In Denmark, the book was also a "best-seller", with a second edition of 3,000 copies released within a year of its original appearance. By the end of the decade, the Danish edition had sold 7,500 copies.

=== Reception in the United States ===
In contrast to its success in Europe, Marx and Keynes had a muted and often negative reception in the United States. Only 750 copies of the English-language edition were sold in its first year. The Students for a Democratic Society publication Ole Mole printed a favorable review, but this was an "isolated case". The journal Science & Society panned the book for its criticisms of the Soviet Union and Keynesianism. The American Political Science Review dismissed it as a "humdrum textbook" that "reads like the English translation of a German translation of a Hungarian original", a comment suggesting the reviewer had not understood it. The journal Radical America published a long-anticipated review that Mattick criticized for attributing to him views he did not hold.
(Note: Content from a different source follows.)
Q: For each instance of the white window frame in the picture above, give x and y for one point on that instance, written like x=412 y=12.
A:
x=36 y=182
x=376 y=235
Mattick's circle was also surprised that Monthly Review, then the leading journal of Marxian economics in the US, "failed to even review your book".

== Legacy ==
The book found a wide audience among the student movements of the New Left as the post-war economic boom began to unravel in the early 1970s. It was a key text in the West German student movement's rediscovery of Marx and the history of workers' councils, and it cemented Mattick's status as a leading theorist for a new generation of radicals. Its critique of both free-market capitalism and state-run economies helped shape the radical debate by encouraging a fresh analysis of Marx's relevance for understanding contemporary economic developments. Gary Roth describes the book as "the deepest exploration yet written about governmental economic activities".